Sabido es que inculcan malos hábitos y vicios varios a sus hijos, así que conviene apartarlos de ellos. A ver, si no: ¿cuántos hijos se han estropeado por la nefasta influencia de sus minipadres? ¡Un montón! Los hombres somos todos puteros por naturaleza, borrachos, no pagamos pero sí pegamos, sólo pensamos en el fútbol, en fornicar (¡uy, qué vulgaridad!) y en ganar dinero.

Así pues, desde el punto de vista del síndrome de las gallinas cluecas, los polluelos, francamente y lo reconozco a mi pesar, cuánto más lejos de nosotros mejor que mejor, y lo ideal es que ni nos vean.

En el tema de la procreación y del aborto, ídem de lo mismo.

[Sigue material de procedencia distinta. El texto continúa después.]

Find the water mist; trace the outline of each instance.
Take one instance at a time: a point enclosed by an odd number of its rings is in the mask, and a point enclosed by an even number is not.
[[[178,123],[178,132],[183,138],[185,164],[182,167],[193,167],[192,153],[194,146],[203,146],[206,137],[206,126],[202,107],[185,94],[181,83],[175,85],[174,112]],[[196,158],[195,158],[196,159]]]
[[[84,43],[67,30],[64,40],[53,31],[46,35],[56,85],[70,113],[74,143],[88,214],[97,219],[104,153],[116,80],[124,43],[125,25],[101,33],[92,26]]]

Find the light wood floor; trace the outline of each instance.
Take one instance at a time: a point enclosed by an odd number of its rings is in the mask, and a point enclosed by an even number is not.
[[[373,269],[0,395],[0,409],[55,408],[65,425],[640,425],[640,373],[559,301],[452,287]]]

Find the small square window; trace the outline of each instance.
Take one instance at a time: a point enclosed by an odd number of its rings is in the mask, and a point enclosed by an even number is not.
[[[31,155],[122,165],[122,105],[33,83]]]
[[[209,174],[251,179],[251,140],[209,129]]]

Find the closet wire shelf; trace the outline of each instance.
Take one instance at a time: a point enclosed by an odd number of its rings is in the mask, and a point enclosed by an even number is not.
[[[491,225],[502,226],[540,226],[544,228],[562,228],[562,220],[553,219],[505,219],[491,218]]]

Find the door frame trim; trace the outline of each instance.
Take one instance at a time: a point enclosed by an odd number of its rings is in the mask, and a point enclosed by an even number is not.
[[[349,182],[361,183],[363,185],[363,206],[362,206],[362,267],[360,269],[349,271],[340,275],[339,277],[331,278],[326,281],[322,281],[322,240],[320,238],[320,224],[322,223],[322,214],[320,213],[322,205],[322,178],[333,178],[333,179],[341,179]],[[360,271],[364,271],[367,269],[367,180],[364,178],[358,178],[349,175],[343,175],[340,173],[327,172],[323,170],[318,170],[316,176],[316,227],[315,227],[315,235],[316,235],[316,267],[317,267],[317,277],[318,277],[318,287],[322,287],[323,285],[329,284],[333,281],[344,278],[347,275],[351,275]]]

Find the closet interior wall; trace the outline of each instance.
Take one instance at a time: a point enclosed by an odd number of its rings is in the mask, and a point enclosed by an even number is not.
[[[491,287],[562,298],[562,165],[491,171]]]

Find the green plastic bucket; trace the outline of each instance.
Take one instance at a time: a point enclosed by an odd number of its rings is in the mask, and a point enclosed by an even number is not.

Mucho cuchi cuchi, cuánto te quiero y rositas por aquí y petunias por allá, pero cuando un hombre lleva un ramo de susodichas a su mujer en el hospital porque acaba de parir retoño con cara de viejecito resabiado, que sepa que, en la práctica, su presencia importa un pimiento a la parturienta. Ella tiene bien sujeto a su superbebito, que ha salido por su supercoñito, y el maridito es, más bien, un capullo que no vale ni un carajito.

¿Y en el tema del aborto? Uf, ahí no vale la pena ni hablar. Óvulos sólo hay uno, mientras que espermatozoides hay un montón, así que vale lo que vale y el resto que vaya con reclamaciones al maestro armero, que como si lo operan.

Claro, luego se quejan ellas de que hay pocas mujeres jefas, de que en algunos lugares son discriminadas laboralmente e incluso socialmente, y caramba, uno se extraña de que ellas se extrañen. Porque, con tanto síndrome que sobrevalora desmesuradamente la función de la madre y minimiza injustamente la del padre, ¿les da tiempo para pensar en otras cosas que no sean sus churumbeles?

Y no sólo eso. Tampoco entienden que siga creciendo la violencia, cuando hasta el tonto del pueblo sabe que las injusticias generan violencia. Pero lamentablemente, lo único que se les ocurre para atajarla no es la igualdad entre padres y madres, sino aquello que genera aún más violencia: la represión.